The Time-Blossoming Birthday Cake – Part 2
The magenta rosebud I picked off the rose-covered birthday cake given to me by Cousin George is now in full flower. The cake is still in the fridge. I’m afraid to cut a slice and eat it, because when I took this rosebud off and put it into a crystal vase, I found myself thrown back in time to the day before my birthday party. So now I can only watch the rosebud — now fully open — and keep checking the date on my phone like an obsessive maniac.
I’m not a believer in things like time travel or magical cakes. My feet are firmly planted in such realities as spreadsheets, To-Do lists, and my five senses.
But it did happen. I wasn’t daydreaming or hallucinating.
A petal just dropped! And of course I checked my phone. As I was about to read the date on my calendar, a woman peered in my window and then knocked on the front door. I didn’t recognize her at first, because Cousin Maria had lightened her hair color from auburn to a coppery red. Her head seemed to be on silky fire. I hurried to open the door.
“Wow, that’s gorgeous!” I said, gesturing her inside.
She stepped in quickly, bringing with her a gust of today’s stiff breeze. Except that when I last looked out the window, there was no wind, and now there was.
“I had it done last month,” she said.
That was odd, because my birthday party was just a week ago, and Maria definitely had had her normal hair color. Then I did look at my phone’s calendar. It was three weeks later than it had been when I made coffee this morning.
Maria made herself at home, grabbinbg a cup and pouring herself some coffee. That was odd, because when she had come to my birthday party a week ago — or was it now a month ago — she hadn’t even known where the bathroom was. Maria was a distant cousin, though we lived in the same town. But we kept a distance because we shared a secret about our relative, Uncle Harry.
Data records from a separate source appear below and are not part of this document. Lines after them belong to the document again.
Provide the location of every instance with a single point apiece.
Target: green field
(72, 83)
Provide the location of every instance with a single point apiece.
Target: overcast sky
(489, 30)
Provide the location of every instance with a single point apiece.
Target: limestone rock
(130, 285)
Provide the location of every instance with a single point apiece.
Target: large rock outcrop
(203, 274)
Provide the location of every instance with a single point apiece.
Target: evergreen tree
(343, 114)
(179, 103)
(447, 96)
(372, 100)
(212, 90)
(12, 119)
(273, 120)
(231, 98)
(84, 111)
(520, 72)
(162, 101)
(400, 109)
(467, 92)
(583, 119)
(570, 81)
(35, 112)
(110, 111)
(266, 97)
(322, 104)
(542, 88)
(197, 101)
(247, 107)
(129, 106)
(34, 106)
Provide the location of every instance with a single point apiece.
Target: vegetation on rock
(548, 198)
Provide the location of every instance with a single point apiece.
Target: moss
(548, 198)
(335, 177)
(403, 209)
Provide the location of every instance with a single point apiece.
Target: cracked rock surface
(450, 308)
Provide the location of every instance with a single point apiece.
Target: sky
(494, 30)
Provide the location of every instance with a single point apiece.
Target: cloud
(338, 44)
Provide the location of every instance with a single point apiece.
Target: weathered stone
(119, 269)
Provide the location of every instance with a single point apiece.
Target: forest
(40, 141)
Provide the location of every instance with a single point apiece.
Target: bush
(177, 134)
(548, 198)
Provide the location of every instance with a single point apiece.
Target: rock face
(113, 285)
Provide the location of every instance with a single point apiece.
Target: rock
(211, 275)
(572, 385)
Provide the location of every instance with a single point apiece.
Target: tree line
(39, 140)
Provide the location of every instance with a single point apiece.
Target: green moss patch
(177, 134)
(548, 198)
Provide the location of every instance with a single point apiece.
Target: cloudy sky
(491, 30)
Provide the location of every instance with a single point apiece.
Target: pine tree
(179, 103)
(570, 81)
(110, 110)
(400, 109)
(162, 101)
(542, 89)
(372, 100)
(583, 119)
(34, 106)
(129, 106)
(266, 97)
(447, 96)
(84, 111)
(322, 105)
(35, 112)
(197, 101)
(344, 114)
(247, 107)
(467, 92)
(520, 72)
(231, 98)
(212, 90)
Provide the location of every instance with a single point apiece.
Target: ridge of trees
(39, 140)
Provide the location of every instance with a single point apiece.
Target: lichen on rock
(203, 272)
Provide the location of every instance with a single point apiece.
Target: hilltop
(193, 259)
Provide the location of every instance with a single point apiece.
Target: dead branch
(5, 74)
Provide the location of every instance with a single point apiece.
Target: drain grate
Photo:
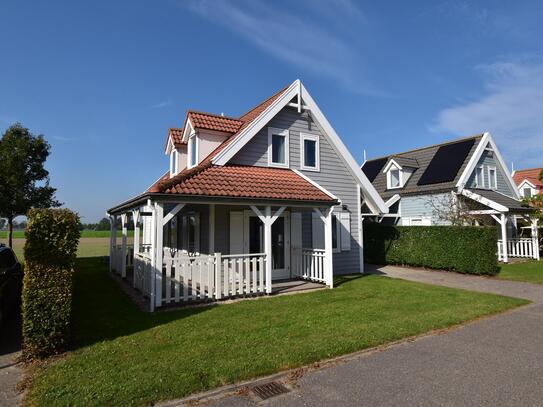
(268, 390)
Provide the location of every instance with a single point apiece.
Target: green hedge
(52, 236)
(465, 249)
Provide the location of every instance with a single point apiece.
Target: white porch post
(124, 220)
(211, 228)
(159, 252)
(535, 238)
(112, 241)
(504, 237)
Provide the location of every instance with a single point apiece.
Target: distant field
(20, 234)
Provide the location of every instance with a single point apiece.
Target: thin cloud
(510, 108)
(162, 104)
(303, 42)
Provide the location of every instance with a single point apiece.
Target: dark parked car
(11, 283)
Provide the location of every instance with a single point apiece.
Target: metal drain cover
(268, 390)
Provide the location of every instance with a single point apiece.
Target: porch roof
(498, 201)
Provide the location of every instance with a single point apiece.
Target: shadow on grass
(102, 311)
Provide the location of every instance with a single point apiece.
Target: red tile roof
(531, 175)
(242, 182)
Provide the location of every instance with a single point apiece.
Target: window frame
(193, 138)
(389, 177)
(490, 179)
(316, 139)
(481, 184)
(278, 132)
We children all knew he was the adult to avoid at family gatherings. Maria and I avoided each other from the day he had taken her by her eight-year-old hand and agreed to show her how to collect eggs from the chicken coop. Girls treat secrets that are too big as if they don’t exist, except in each other’s eyes. Today, Maria’s blue eyes were wide open, like gates to a private beach flung open. I had the feeling we were going to talk about that party.
Click on the subheading to read my definition. Magical realism in fiction is expanding to encompass larger territory in spectulative fiction than it had before. Witches, magic, time travel, ghosts — many elements formerly classed as fantasy are now getting the magical realism treatment. The difference between contemporary fantasy and magical realism can be like two sides of one piece of thin paper with bold writing. Turn it over and the writing turns backward, but can still be seen. The difference is more in the frame than the content. In my fiction, I like supernatural elements to exist in a natural way, so that it’s not an immense surprise to find yourself in a time three weeks earliler than where you were a few minutes ago. But different things can happen given such possibiities, and that creates stories that are dreamlike in their intensity.